Regarding the raised comments, we summarize them into six aspects: explanation of the usage of the Sobel operator, details of constructing the 4D cost volume, clarification of dataset construction and additional comparison experiments, additional quantitative generalization experiments, comparison of computational efficiency, and explanation of some notations.
Q1: Explanation of the usage of the Sobel operator.
A: Thank you for your detailed review comments. Actually we did not perform ablation experiments on the threshold of the Sobel operator because the Sobel operator was only used to obtain boundary maps in the analysis experiment in Fig. 3. In practice, we set the threshold of non-maximum suppression in the Sobel operator to 50 to get a good boundary map visualization result. If necessary, we will provide boundary map visualizations for different thresholds in the final version of the paper to validate our choices.
Q2: Details of constructing the 4D cost volume.
A: The method we use to construct the 4D cost volume is similar to RAFT [1]. The difference between the two lies in the input. RAFT uses two consecutive frames as input to calculate correlations. Our input is the visual feature obtained by fusing the features of two consecutive frames and the features of the event stream at the corresponding timestamps through Attention-ABF module. Then, we calculate correlations between the fusion visual features at two timestamps to obtain the 4D cost volume as the motion feature.
Q3: Clarification of dataset construction and additional experiments on the original DSEC [2] dataset.
A: Actually we mentioned the relevant explanation in lines 196-197 of the paper. The HS-DSEC is obtained by applying motion blur to daytime segments from the original DSEC dataset, and the LL-DSEC is composed of nighttime segments from the original DSEC dataset. Moreover, in order to verify the generalization of our proposed method, we conducted some additional experiments to compare the performance of our proposed method with other comparison methods in optical flow estimation on the original DSEC dataset. Specifically, we randomly separated 3888 images from the original DSEC dataset as the training set to train our proposed method and all comparison methods, and the remaining 432 images were used as the test set to test the optical flow estimation performance metrics of each method. As shown in the table below, our proposed method achieves the state-of-the-art performance on the original DSEC dataset for optical flow estimation.
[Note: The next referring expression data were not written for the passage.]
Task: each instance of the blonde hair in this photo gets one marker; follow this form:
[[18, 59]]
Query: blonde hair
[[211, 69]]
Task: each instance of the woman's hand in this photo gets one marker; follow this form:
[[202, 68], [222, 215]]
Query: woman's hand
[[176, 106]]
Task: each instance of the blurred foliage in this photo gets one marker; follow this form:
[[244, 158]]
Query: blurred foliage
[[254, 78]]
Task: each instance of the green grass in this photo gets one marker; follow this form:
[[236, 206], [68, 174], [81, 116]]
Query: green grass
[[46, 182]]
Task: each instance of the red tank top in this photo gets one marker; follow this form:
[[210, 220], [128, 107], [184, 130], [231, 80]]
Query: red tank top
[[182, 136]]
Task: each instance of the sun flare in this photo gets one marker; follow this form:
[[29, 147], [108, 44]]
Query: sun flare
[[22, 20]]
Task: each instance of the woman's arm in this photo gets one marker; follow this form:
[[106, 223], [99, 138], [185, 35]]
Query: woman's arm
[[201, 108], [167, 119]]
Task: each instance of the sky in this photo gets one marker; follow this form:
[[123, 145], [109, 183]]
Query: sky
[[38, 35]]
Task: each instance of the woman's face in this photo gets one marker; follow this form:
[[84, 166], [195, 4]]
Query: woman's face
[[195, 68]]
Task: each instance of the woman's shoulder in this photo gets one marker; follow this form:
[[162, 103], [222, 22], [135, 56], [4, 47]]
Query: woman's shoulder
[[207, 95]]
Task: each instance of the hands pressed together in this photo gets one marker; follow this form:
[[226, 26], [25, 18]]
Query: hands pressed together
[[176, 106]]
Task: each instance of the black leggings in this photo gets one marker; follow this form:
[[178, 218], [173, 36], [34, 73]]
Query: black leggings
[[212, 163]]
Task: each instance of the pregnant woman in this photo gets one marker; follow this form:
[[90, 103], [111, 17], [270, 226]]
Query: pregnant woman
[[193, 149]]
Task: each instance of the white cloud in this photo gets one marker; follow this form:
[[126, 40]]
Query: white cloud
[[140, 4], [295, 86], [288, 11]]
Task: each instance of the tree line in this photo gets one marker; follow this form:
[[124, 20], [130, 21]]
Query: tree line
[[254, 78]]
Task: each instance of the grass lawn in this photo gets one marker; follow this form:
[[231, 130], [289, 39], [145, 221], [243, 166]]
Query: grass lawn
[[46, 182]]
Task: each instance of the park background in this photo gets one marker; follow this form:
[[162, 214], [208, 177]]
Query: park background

| Scenes | Metric | GMA [3] | FlowFormer++ [4] | E-RAFT [5] | BFlow [6] | FlowDiffuser [7] | Ours |
|---|---|---|---|---|---|---|---|
| DSEC [2] | EPE | 1.43 | 1.25 | 2.54 | 1.12 | 1.07 | 0.95 |
| DSEC [2] | F1-all | 5.89 | 5.38 | 9.84 | 4.26 | 3.54 | 2.73 |
Q4: Additional quantitative generalization experiments on HS-FEFD and LL-FEFD.
A: Following the reviewer's comment, we conduct additional quantitative generalization experiments on HS-FEFD and LL-FEFD for all methods. As shown in the table below, owing to the advantages of event camera to capture clear and complete boundaries in high-speed and low-light scenes, and the strong generalization and robustness of diffusion models, our proposed method achieves the best performance.
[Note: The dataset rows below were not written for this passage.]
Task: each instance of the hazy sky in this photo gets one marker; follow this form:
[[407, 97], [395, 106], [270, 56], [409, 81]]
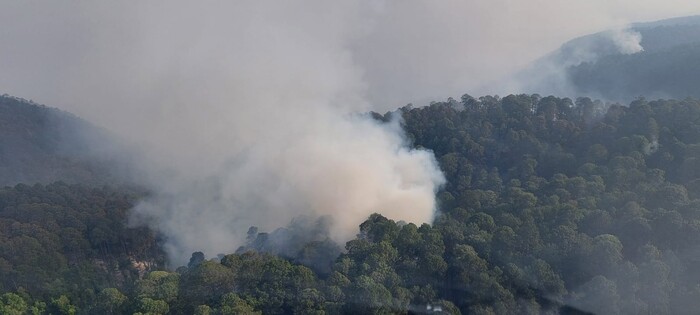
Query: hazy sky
[[94, 57], [242, 109]]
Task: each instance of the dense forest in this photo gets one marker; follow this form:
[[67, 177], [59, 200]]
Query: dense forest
[[43, 144], [551, 205]]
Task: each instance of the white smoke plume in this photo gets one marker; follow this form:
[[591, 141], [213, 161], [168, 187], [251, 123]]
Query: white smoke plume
[[281, 139], [627, 41]]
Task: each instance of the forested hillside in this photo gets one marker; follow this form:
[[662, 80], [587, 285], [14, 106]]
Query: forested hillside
[[552, 206], [42, 144], [606, 64]]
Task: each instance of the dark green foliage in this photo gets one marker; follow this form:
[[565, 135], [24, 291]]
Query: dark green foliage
[[71, 240], [551, 206]]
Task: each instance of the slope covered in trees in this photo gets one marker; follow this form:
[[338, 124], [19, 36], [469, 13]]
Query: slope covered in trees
[[42, 144], [655, 60], [552, 206]]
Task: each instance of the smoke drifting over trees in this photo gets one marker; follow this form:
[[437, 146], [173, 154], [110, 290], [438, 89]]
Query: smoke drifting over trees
[[243, 112]]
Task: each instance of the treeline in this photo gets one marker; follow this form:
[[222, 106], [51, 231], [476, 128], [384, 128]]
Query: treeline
[[59, 241], [552, 206]]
| Scenes | Metric | GMA [3] | FlowFormer++ [4] | E-RAFT [5] | BFlow [6] | FlowDiffuser [7] | Ours |
|---|---|---|---|---|---|---|---|
| HS-FEFD | EPE | 8.99 | 7.82 | 16.85 | 6.18 | 6.72 | 4.69 |
| HS-FEFD | F1-all | 58.11 | 57.24 | 72.35 | 45.84 | 49.51 | 28.77 |
| LL-FEFD | EPE | 11.07 | 9.41 | 15.79 | 7.53 | 7.45 | 5.23 |
| LL-FEFD | F1-all | 65.82 | 59.36 | 75.89 | 55.73 | 52.04 | 31.49 |
Q5: Comparison of inference time between the modules in our proposed method and other optical flow methods.
A: In order to comprehensively test the computational efficiency of the proposed method, we conducted some additional experiments on images from KITTI with a resolution of 1242×375 and DSEC with a resolution of 640×480 to test the number of parameters, memory consumption, and inference time of the proposed method and the comparison methods, using a single RTX 3090 GPU as the inference platform.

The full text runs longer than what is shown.